Statistical Learning Exercise-6 (Chapter 8)

3. Consider the Gini index, classification error, and entropy in a simple classification setting with two classes. Create a single plot that displays each of these quantities as a function of ˆpm1. The x-axis should display ˆpm1, ranging from 0 to 1, and the y-axis should display the value of the Gini index, classification error, and entropy.
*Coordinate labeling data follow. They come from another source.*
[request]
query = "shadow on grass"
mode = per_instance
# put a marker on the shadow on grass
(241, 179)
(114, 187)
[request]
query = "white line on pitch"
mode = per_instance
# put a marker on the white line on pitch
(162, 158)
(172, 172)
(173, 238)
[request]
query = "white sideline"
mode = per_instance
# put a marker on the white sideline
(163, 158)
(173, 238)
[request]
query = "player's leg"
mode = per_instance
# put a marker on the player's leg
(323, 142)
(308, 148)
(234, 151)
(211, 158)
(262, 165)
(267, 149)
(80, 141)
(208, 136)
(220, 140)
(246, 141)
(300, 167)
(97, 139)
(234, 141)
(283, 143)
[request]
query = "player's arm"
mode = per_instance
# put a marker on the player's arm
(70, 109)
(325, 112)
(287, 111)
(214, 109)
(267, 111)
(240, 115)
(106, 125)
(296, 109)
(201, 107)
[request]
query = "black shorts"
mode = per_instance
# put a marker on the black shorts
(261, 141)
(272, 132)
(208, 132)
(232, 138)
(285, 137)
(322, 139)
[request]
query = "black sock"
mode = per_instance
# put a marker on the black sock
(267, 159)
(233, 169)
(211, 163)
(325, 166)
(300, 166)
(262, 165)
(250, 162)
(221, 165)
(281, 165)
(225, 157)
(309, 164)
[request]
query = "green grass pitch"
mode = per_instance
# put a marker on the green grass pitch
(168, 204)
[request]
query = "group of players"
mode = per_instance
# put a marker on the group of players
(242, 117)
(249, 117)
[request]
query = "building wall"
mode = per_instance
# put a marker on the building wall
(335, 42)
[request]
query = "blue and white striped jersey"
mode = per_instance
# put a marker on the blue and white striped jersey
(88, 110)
In a binary classification problem with two classes, we define:

Let \(\hat{p}_{m1}\) be the estimated probability of class 1.
Then \(\hat{p}_{m2} = 1 - \hat{p}_{m1}\).

The three impurity measures are:

Gini Index: \(G = \hat{p}_{m1}(1 - \hat{p}_{m1}) + \hat{p}_{m2}(1 - \hat{p}_{m2}) = 2\hat{p}_{m1}(1 - \hat{p}_{m1})\)
Classification Error: \(E = 1 - \max(\hat{p}_{m1}, \hat{p}_{m2})\)
Entropy: \(H = -\hat{p}_{m1} \log_2(\hat{p}_{m1}) - \hat{p}_{m2} \log_2(\hat{p}_{m2})\)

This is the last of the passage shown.